Though there is no specific treatment for AD some research scientists have found that the implantation of stem cells in the patients' brains tend to help the re-growth of the affected nerve cells. However, the challenge has been implanting the stem cells to the target areas in the brain mass.

My father’s memory loss was not diagnosed categorically as AD or dementia. The symptoms were noticed following the radiation
therapy on his scalp for treating a rare form of skin cancer. He did not survive long after the radiation treatment and he passed away due to other metabolic disease complications. Perhaps, radiation had damaged his brain cells; perhaps he contracted AD concurrently.

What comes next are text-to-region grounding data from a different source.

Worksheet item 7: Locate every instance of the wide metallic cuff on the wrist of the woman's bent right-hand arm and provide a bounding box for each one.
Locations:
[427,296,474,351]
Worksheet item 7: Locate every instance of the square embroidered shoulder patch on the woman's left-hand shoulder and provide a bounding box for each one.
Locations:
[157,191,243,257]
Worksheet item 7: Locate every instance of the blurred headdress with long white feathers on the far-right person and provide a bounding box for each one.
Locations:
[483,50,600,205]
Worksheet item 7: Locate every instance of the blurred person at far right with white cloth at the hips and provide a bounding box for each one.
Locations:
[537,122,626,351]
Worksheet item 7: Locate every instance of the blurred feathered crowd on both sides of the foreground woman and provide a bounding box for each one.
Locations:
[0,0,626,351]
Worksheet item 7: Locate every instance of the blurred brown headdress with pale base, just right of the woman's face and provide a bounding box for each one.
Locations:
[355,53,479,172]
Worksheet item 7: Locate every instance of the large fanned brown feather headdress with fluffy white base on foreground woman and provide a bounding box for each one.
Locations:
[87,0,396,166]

Though the diagnosis was inconclusive still the fact remains that he had memory loss, and we had to face the torments of caregivers of Alzheimer’s disease.

Let me conclude with two commonly held myths about AD.

Myth: Alzheimer’s disease is not fatal.

Reality: Alzheimer's disease has no survivors. It destroys brain cells and causes memory changes, erratic behaviors and loss of bodily functions. It slowly and painfully takes away a person's identity, the ability to connect with others, to think, eat, talk, walk and find his or her way home.

Myth: Only older people get Alzheimer's disease

Realty: Alzheimer's disease can strike people in their 50s, 40s and even 30s. This is called “younger-onset Alzheimer's”. It is estimated that there are 200,000 people younger than age 65 with this version of Alzheimer’s disease currently living in the US.

(Posted February 1, 2016)

Readers interested in commenting on this article should send their remarks to debsmee572@gmail.com or amitabhanj@gmail.com

Comments received from Pronoy C. on Feb 2, 2016:
"Good collection. Enjoyed reading them all. .. Liked Shyamal's article. It is informative and very touching."

Comments received from Prodeep M. on Feb 13, 2016:
"Lot of good information in Shyamal's article, well written. Is Stem cell research anywhere close to finding a cure or at least slow the progress down?"